The movement has been based in Iraq since the 1980s and raises awareness about human rights violations in Iran and calls for an end to what it refers to as a "two-year-long inhumane siege of Ashraf”, suppressing residents and limiting supplies including medication.

Fatemeh was born in Iran but moved to Watford Way in Hendon 25 years ago with her late husband Pedar Mohammad after members of the Iranian regime realised they were supporters of PMOI.

The couple had been visiting their two sons and Maryam who were living in England, when they received a phone call from a family friend warning them not to return to Iran.

Fatemeh said: “We were a very wealthy family with four different flats, eight shops, I had a top of the range car and we had a nice lifestyle.

“But the Iranian guards had confiscated everything we owned. “My friend said if we went back we would be arrested and it would be the end.”

Whilst living with her mother and father in Hendon, Maryam decided to join the liberation movement PMOI in Camp Ashraf.
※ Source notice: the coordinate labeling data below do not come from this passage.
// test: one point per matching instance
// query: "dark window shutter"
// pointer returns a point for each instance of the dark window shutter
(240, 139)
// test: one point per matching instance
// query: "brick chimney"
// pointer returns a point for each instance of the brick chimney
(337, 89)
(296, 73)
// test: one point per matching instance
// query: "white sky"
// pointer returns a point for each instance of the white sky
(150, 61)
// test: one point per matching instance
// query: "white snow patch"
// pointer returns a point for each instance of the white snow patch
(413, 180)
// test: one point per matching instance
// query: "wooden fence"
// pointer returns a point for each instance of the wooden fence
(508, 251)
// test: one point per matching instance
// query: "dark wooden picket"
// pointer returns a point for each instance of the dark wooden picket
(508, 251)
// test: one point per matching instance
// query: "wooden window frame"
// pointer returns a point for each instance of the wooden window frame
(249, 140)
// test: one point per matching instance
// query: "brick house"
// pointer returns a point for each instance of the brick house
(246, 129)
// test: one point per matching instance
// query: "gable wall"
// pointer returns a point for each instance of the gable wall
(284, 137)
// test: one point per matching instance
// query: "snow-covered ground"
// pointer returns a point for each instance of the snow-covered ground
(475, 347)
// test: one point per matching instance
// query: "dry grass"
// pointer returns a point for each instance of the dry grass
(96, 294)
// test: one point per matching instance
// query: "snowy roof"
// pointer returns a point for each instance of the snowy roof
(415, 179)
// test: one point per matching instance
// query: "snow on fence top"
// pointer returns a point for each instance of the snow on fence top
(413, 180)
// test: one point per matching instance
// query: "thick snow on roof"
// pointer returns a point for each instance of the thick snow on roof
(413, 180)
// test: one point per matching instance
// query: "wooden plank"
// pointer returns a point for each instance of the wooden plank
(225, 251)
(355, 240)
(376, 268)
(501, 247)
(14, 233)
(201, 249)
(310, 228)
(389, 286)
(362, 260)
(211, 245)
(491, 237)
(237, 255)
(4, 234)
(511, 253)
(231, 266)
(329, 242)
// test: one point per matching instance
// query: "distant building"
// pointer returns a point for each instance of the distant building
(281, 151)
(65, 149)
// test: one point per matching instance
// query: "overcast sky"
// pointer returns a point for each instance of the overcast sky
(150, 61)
Fatemeh said: “Maryam left about 20 years ago – She has always had a character to want to help people. “She told me she wanted to bring about change for her country and said she must go.”

Fatemeh last saw Maryam seven years ago when she had visited the camp and since then she has only spoken to her daughter twice because there is limited means of communication in Camp Ashraf.

Fatemeh said: “She called once in 2008 and once in 2009 telling me she is so happy there and she is having the best life.

“In the last call she told me not to worry but as a mother, even though she is grown up, she is still my baby and I do worry.”

Anglo-Iranians living in the borough are concerned Camp Ashraf could be attacked again. Ms Jazayeri said: “The Iraqi army has taken over part of the camp.

“They have also stopped drugs, medication and medical equipment from going into the camp.

“Something has to be done to put a stop to this.”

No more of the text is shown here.